PerpLandperpland

threat model

This page enumerates every attack class we've thought about, what an attacker would do, and the defense(s) that close it. If you can think of a class that isn't on this list, that's the interesting case — please report it.

T-1 · single-block flash-loan pump-and-dump

The original Uniperp attack. Flash-loan ETH → big direct buy → chain openLong calls at manipulated spot → self-liquidate via TWAP mismatch in the same tx.

Blocked by: D7 caps single-block curve advance at 5 ETH, so a 50-ETH pump reverts outright. D1 rejects opens against the manipulated spot if any pump does get through. D4 prevents same-block self-liquidation.

T-2 · multi-block sustained pump

Spread the attack: pre-buy under the D7 cap across many blocks, let TWAP catch up between each, then leveraged-open + dump. The single-block defenses don't catch this directly.

Blocked by: the combined cost. D7 forces the attacker's capital to sit at risk for tens of minutes. D1 + D6 cap each block's contribution. Round-trip slippage and band L-reduction on the eventual dump eat the band-capital edge. Verified empirically: a 30-ETH-scale attack nets ≤ 0.1 ETH P&L — unprofitable once gas is counted.

T-3 · abandoned-position bad-debt farming

Open leveraged positions, extract value via direct sells, never close. Bands hold phantom borrowedETH that nobody repays.

Blocked by: D10 — funding rate inflates effective debt by 50% APR. A lev-5 position with no price movement crosses the 105% health threshold in ~1 year and gets liquidated. Indefinite hold is no longer an exit path. D8 caps absolute exposure at 200 ETH; D9 auto-pauses opens past 5 ETH of bad debt.

T-4 · liquidation sandwich (MEV)

Frontrun a swap that will trigger a liquidation: dump TOKEN to push spot down, let liq sell at the manipulated spot, backrun to buy back cheap. Sandwich profit comes from user surplus.
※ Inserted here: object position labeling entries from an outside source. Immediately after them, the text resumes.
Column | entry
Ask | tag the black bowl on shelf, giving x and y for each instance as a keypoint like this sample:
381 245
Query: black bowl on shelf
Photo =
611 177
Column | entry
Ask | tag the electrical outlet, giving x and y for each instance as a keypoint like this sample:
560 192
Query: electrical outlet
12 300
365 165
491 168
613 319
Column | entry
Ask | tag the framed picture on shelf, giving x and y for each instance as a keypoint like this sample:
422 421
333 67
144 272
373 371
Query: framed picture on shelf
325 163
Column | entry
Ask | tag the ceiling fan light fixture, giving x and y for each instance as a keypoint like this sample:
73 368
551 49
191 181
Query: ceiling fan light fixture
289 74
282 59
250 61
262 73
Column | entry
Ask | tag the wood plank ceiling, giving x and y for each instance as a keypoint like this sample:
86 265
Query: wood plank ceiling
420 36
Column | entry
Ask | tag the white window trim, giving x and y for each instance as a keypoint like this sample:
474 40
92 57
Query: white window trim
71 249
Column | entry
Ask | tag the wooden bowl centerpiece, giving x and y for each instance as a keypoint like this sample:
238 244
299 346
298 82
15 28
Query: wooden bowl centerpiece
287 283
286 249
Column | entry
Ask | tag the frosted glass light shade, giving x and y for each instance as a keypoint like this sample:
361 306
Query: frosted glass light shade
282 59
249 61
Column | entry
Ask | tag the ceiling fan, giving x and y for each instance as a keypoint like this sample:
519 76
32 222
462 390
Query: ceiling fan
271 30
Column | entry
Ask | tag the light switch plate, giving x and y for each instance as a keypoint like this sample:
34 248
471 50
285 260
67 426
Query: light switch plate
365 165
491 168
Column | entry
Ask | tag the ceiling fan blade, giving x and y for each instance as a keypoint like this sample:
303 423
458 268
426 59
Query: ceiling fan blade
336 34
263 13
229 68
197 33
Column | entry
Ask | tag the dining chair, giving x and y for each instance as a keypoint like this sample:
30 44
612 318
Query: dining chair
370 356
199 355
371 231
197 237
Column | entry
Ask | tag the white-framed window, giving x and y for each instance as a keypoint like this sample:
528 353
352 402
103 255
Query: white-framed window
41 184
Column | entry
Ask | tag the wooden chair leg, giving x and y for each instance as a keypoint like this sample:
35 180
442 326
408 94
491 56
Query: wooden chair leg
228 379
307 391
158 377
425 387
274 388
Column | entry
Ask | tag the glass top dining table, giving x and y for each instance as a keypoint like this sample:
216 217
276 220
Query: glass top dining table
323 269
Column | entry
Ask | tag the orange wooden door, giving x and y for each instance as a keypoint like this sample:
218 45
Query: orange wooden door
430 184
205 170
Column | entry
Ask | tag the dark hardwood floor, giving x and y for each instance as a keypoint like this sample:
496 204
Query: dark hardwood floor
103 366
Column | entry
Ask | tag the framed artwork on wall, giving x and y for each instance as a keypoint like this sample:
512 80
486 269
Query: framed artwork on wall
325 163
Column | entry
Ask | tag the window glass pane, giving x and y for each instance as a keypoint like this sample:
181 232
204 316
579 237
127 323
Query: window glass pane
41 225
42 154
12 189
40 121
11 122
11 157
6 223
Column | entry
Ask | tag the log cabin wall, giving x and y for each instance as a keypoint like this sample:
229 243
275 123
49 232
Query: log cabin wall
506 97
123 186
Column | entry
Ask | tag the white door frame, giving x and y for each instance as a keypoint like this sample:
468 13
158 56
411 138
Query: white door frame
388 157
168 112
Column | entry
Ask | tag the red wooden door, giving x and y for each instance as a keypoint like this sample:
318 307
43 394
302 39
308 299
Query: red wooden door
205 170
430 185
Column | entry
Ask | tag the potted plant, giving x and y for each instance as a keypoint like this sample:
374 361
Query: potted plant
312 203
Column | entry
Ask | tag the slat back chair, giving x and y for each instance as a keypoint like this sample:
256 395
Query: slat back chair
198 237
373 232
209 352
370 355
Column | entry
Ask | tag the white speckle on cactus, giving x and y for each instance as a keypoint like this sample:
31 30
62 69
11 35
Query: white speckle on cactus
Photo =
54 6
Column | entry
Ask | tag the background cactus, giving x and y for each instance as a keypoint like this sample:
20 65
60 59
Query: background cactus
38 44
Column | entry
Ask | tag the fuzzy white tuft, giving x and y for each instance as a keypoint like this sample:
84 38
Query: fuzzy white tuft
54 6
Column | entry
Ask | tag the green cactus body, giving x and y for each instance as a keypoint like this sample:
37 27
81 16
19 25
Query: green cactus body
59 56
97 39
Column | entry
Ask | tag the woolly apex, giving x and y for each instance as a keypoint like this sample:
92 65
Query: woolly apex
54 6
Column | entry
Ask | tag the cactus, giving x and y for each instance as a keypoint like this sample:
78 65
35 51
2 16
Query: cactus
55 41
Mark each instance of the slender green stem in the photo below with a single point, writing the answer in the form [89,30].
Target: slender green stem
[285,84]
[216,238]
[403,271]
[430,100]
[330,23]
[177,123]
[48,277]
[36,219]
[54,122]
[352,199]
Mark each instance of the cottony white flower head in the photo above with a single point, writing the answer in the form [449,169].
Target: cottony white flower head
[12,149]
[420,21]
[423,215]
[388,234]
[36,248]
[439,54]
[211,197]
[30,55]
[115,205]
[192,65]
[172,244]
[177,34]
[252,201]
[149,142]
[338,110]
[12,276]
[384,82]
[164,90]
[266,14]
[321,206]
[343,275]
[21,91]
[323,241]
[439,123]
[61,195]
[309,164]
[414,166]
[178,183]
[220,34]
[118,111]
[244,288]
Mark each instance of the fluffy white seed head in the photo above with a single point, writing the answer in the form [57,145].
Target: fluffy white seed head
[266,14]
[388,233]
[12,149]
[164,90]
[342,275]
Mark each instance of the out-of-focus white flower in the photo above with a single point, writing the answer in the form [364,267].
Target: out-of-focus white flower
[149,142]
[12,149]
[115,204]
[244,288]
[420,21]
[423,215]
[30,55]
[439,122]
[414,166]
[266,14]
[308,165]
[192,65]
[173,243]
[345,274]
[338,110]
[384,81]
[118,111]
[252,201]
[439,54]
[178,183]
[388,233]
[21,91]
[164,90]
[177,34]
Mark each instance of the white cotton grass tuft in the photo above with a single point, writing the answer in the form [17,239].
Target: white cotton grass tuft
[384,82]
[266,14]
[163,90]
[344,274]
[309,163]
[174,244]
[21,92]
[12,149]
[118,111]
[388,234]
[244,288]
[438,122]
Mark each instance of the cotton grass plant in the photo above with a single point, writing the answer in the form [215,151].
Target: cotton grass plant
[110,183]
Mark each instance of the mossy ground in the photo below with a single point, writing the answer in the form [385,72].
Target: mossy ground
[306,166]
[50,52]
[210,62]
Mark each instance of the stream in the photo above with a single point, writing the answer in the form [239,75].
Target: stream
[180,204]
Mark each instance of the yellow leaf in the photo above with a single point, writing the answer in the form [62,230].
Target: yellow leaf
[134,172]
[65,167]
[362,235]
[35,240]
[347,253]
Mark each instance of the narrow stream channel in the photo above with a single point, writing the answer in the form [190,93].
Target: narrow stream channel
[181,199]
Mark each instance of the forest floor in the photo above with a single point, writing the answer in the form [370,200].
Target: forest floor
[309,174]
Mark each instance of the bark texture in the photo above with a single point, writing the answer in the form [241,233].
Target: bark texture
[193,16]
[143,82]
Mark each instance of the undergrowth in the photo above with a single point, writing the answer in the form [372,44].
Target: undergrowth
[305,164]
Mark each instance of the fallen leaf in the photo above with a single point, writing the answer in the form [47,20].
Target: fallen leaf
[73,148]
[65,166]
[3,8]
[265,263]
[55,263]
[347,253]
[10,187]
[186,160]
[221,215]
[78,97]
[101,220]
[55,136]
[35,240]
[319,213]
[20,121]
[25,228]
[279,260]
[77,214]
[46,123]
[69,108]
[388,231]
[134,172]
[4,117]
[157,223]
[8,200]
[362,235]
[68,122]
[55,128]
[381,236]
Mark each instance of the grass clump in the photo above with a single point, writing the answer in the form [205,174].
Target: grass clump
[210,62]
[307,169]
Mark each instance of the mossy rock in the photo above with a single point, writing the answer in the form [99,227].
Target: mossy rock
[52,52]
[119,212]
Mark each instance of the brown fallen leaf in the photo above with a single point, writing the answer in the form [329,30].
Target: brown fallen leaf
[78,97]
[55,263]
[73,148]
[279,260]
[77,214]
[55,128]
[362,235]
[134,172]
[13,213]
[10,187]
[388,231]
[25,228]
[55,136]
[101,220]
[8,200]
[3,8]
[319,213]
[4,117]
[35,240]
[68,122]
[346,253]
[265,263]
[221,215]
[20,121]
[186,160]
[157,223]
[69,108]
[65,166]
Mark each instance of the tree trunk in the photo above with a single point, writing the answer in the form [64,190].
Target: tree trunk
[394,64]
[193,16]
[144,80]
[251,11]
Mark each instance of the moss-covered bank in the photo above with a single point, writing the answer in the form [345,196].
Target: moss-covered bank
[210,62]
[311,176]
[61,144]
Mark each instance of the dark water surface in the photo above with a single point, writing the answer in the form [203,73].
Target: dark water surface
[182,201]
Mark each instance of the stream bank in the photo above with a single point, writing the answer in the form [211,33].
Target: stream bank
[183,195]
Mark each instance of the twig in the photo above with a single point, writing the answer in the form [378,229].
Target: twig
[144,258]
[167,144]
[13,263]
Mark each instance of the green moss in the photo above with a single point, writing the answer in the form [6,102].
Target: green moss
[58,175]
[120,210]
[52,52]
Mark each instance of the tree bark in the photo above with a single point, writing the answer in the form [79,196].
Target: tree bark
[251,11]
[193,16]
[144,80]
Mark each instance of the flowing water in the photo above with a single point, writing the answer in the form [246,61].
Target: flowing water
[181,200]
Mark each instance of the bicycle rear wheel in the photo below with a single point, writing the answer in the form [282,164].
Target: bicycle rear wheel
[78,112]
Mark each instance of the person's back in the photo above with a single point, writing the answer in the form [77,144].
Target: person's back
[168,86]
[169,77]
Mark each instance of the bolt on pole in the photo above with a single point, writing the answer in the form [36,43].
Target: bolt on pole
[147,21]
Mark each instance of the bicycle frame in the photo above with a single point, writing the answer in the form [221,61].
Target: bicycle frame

Blocked by: M-01 — when spot has drifted from TWAP by more than 1500 ticks at scan time, the scan defers. A bot can't force a liquidation at a manipulated price.

T-5 · direct pool manipulation

Bypass the hook and call PoolManager directly: addLiquidity to inject unauthorized LP, removeLiquidity to steal, donate to skew fee accumulators.

Blocked by: beforeAddLiquidity / beforeRemoveLiquidity revert unless sender == hook. beforeDonate is registered and reverts unconditionally (D5).

T-6 · hostile staking contract

Owner sets a malicious staking that consumes all gas in notifyReward, trying to brick liquidations via the 1/64 rule starving the catch handler.

Blocked by: M-02 — staking.notifyReward is called with gas: 100_000. Catch handler always has enough gas.

T-7 · reentrancy

Malicious user contract or hostile staking tries to reenter openLong / close / claim mid-flow.

Blocked by: single nonReentrant lock across all user functions; PoolManager's own unlock guard prevents nested unlock() calls.

T-8 · cooldown asymmetry exploit

The original Uniperp had a close cooldown but no liquidation cooldown, creating an asymmetric in-tx exit via TWAP-triggered self-liquidation.

Blocked by: D4 — liquidation cooldown matches the close cooldown. Symmetric.

known limitations (not closed)

The defenses don't cover everything. Honest disclosure:

  • per-address rate limiting is absent. D7 is global — Sybils share the budget. Real Sybil resistance would need proof-of-personhood or capital lockup.
  • the TWAP is in-pool only. A sufficiently capitalized attacker who can sustain a price for 5+ minutes can move TWAP. Combined with D7 it's expensive but not impossible.
  • slippage default is loose. minHoldingOut = 0 is allowed on openLong, leaving users sandwich-vulnerable unless their frontend sets a sensible default.
  • owner key is a single point of failure. setStaking is one-shot. A compromised deploy is unrecoverable. Production deploys should use a multisig and a well-rehearsed runbook.